That questions of religious doctrine were not justiciable by the courts of England and Wales was well established by the time that the case of Blake v Associated Newspapers Limited [2003] EWHC 1960 (QB) came before Mr Justice Gray in the High Court in 2003. In staying the claimant's action for libel the court held that ‘doctrinal disputes or differences’ were areas into which courts would not venture. Then, this year, the Supreme Court heard an appeal in the case of Khaira v Shergill [2014] UKSC 33. The unanimous judgment of the court was that, contrary to the long-held assertion affirmed in Blake, courts may have to wade into judging doctrinal disputes in order to decide cases that rely on them.
What effect this will have in the longer term on legal disputes with a doctrinal character is unclear as yet. However, the judgment in Khaira may be seen to be part of the trend, noted before on numerous occasions in the pages of this Journal, that religion is neither dead nor fading into obscurity. Religious faith is protected as a human right and, for those who profess faith, goes to the heart of the believer's self-understanding as a human being. It is unfortunate, but not surprising, that religious questions find themselves the subject of litigation. Perceived offence against or transgression of the tenets of religious belief has the habit of exciting strong reaction and vigorous protection.
In this issue we are fortunate to have another article by a senior member of the judiciary, following on from Sir James Munby's article in the last issue. Sir Terence Etherton, Chancellor of the High Court, examines the development of the law in recent years in the areas of race, sexual orientation and religion as examples of how the legal and constitutional framework of England and Wales has changed, particularly in the era since the Second World War. Sir Terence takes as his starting point the Protestant uniformity that can be seen threading through the constitution and in particular the Coronation Oath. In another article, Professor Peter McCullough of Lincoln College, Oxford, outlines some of the history of the Reformation settlement that brought this about. Professor McCullough points out that in the development of the Church of England from the reign of Elizabeth I it has been a hallmark of what became known as ‘Anglicanism’ to attempt, not always successfully, to hold together difference and resist fragmentation.
The recent history of the Anglican Communion has seen the principle of holding together despite difference stretched almost to breaking point. In England, this summer's developments in the journey towards the ordination of women as bishops has been one illustration, as has the introduction of same-sex marriage – a topic revisited in this issue by Professor Rex Ahdar, with examples from jurisdictions other than our own.
Societies made up of human beings, no matter how divinely inspired and empowered, all require proper fora for the resolution of disputes.
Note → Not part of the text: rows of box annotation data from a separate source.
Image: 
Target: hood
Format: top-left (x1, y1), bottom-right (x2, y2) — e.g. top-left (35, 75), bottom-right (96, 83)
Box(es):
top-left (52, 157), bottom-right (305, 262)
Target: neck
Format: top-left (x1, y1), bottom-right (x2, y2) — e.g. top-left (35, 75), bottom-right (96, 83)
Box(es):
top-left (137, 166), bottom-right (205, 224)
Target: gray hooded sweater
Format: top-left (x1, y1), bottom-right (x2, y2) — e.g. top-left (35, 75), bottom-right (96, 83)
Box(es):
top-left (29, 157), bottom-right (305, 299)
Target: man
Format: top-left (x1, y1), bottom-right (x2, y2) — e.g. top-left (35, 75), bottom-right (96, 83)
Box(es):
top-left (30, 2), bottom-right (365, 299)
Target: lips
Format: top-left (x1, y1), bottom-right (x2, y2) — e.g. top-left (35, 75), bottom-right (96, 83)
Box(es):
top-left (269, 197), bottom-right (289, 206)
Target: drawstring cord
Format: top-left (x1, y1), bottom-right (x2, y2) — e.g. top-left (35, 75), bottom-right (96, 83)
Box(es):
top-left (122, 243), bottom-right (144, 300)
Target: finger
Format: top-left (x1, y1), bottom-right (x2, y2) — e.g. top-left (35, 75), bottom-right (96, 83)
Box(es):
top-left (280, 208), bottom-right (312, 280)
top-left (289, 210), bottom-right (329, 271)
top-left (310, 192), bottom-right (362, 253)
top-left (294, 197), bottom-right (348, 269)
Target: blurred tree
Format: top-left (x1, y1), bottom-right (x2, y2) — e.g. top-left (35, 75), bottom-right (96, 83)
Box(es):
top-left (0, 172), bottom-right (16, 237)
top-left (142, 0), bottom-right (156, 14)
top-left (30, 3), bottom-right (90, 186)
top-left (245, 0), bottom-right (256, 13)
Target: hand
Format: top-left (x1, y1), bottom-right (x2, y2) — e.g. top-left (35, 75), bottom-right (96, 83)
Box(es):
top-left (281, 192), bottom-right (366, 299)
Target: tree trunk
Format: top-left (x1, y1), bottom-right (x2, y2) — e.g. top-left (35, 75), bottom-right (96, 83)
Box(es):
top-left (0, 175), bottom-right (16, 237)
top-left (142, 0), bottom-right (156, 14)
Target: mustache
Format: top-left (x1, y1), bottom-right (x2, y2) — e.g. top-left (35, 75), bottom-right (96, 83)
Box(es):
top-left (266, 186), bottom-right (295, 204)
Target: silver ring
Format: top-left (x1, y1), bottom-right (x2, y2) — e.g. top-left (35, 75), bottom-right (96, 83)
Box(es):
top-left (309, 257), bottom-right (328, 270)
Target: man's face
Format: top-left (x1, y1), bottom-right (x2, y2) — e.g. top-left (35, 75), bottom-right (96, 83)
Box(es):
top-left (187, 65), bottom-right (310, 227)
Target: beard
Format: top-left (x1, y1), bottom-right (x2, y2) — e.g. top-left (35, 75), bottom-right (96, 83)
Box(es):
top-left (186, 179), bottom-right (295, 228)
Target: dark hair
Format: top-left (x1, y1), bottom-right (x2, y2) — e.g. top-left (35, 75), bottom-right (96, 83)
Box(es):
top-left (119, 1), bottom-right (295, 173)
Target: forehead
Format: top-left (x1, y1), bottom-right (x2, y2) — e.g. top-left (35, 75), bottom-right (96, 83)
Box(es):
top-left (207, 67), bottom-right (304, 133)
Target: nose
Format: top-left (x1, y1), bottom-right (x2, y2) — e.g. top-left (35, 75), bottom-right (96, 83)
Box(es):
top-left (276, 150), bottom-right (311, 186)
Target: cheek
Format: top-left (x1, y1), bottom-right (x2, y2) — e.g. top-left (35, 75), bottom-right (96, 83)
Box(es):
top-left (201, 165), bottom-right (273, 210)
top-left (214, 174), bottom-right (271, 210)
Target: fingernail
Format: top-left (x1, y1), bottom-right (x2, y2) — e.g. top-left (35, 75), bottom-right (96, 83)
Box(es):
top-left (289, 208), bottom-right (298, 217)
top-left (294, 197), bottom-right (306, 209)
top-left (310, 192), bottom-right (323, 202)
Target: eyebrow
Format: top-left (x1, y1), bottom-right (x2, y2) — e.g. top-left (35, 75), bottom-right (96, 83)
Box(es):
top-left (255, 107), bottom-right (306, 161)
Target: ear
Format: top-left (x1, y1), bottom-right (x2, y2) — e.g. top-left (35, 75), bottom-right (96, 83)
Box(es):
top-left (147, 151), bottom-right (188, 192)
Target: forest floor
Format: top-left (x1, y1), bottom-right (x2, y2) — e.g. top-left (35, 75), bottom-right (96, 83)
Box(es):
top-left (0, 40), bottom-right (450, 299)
It is not surprising that cases involving disputes around the interpretation of religious doctrine (particularly where other factors, such as trusts and the management of assets, depend on such interpretation) end up in court. Whether one sees the promotion of justice and the protection of the vulnerable as the will of God, as the outworking of a universal self-evident virtue or as merely the enforceable will of the sovereign power, people will continue to seek justice and protection, and the legal system – in particular the courts – will continue to be the place where they carry out that search.